In 1896, with its second-hand piston-pump Steamer "in very bad shape, not fit to run to a fire," an 1896 third-size Silsby Steam Fire Engine, Type 2D, #2483 was purchased for the Wissahickon Fire Company in September of that year for $2,800. The horse-drawn Engine was built by the former Silsby Manufacturing Company of Seneca Falls, NY. Silsby, along with Clapp and Jones, Ahrens Manufacturing Company, and Button Fire Engine Works, merged to form the conglomerate American Steam Fire Engine Company in 1891. The Steamer was capable of pumping 600 gallons of water per minute, and weighed 5700 pounds, requiring a team of two horses to enable it to quickly respond to fire calls. The Steamer was housed with a parade on Thanksgiving afternoon of that year.
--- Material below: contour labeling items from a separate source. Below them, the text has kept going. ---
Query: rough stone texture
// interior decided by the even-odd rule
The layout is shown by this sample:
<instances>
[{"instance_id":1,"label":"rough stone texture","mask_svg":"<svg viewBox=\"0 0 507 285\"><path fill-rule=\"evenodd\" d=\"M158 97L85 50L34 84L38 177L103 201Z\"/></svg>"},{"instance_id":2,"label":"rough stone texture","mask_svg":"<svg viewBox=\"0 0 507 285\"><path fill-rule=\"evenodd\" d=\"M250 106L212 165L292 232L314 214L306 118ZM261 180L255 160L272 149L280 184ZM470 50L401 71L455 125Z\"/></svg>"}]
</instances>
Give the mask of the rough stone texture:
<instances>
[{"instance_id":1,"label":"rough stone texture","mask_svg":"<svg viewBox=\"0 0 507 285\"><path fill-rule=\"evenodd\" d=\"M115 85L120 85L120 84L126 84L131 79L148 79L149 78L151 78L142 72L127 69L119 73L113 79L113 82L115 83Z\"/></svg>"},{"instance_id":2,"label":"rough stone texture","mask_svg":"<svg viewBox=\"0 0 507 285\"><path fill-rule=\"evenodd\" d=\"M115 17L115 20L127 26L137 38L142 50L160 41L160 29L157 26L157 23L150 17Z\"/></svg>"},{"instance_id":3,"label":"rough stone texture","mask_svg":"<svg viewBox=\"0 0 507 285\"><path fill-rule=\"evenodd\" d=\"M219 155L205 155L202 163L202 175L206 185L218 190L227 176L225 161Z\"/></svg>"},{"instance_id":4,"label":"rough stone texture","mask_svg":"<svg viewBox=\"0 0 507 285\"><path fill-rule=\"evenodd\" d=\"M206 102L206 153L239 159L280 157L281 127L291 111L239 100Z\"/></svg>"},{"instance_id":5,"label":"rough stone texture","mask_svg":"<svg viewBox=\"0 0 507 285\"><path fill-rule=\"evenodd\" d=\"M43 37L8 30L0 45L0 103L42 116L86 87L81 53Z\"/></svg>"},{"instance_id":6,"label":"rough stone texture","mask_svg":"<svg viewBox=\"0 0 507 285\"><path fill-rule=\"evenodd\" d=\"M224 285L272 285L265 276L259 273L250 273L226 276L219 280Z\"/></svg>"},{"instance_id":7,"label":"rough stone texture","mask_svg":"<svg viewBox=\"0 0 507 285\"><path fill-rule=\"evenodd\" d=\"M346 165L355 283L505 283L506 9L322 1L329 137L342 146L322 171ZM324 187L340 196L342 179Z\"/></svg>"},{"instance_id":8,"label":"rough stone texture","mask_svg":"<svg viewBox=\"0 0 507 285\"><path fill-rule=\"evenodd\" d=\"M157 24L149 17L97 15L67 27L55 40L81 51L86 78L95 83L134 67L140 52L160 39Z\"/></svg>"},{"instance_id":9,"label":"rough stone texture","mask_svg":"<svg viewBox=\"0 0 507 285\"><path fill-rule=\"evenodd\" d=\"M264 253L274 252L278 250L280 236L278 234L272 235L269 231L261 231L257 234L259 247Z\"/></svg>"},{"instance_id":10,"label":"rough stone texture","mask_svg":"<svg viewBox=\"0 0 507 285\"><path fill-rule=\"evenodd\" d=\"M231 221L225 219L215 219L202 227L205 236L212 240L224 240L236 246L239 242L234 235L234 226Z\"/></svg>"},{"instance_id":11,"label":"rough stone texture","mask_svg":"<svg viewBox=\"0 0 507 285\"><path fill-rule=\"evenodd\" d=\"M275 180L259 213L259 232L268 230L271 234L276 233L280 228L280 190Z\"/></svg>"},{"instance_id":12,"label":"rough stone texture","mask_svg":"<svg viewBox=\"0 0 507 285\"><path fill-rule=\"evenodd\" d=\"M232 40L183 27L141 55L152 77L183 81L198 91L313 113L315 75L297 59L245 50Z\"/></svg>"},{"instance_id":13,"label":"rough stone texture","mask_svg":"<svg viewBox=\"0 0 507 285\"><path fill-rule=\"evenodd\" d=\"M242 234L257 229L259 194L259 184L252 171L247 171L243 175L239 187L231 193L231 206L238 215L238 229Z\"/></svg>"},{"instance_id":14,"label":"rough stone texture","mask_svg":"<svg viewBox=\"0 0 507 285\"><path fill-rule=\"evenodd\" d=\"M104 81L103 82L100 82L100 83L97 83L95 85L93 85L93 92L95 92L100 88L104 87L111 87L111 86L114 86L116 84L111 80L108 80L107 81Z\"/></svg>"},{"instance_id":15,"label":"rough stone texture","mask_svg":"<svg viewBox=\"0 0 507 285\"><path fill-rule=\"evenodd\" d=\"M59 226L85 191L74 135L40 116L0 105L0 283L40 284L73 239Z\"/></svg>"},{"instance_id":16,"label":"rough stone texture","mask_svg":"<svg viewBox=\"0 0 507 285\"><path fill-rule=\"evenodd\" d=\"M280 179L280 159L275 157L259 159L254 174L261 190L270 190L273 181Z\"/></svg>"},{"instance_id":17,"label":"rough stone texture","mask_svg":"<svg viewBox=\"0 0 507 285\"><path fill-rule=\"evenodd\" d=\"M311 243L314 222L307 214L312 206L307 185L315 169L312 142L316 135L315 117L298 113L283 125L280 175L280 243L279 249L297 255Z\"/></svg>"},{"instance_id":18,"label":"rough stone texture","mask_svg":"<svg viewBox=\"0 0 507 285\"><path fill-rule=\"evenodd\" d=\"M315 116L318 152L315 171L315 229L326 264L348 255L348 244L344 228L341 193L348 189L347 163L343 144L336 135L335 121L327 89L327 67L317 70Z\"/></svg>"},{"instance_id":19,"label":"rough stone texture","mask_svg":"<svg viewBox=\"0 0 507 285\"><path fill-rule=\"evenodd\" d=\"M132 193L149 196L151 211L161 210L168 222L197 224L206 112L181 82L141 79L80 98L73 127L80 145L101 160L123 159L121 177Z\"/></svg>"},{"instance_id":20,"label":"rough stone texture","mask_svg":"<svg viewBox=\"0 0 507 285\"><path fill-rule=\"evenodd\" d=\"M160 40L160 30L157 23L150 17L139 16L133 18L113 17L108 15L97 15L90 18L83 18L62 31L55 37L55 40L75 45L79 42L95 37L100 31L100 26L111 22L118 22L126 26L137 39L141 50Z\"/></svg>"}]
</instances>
The horses used to pull the Steamer also doubled in service pulling the street repair wagon and sprinkling the borough's dirt streets to reduce the despised dust clouds. When the fire alarm (an old locomotive tire) sounded, the driver would bring the horses back to the fire station to be harnessed to the Steamer. The horses knew their job, and sometimes when the alarm sounded and the driver wasn't aboard the repair wagon, the horses would take off for the station before he could climb aboard.
In the early 1900s, the Company depended heavily upon Kate, Lady George, Fanny, Bill, Arthur, Frank and Lou, all horses that were used to pull the Company's apparatus to the fire calls.
The Silsby Steamer was used for many years before being replaced by motorized apparatus. In fact, in 1916 the Company trades the Steamer to American-LaFrance for $200 to help pay for their new apparatus. In a gesture of good will, and probably helped by a limited market for used horse-drawn equipment, American-LaFrance returns the Steamer to the Company, where it's remained ever since. The Silsby Steamer stands today as a piece of our history, tradition and pride and frequently leads our firefighters in prominent parades across the state.
The Company is proud to have its Steamer prominently displayed during 2008 at theAmerican Museum of Natural History in New York City as part of the museum's "The Horse" exhibit, with an expected 500,000 visitors.
In preparation for its visit to the museum, the Company removed a half-century of black paint from portions of the Steamer to determine what the original colors were. In doing so, we uncovered the original red paint and an intricate gold-leafed pattern, along with a prominent logo depicting "AFD", assumed to be Ambler Fire Department. While the Steamer is on loan, plans will be developed to restore this keepsake to its original appearance upon its return.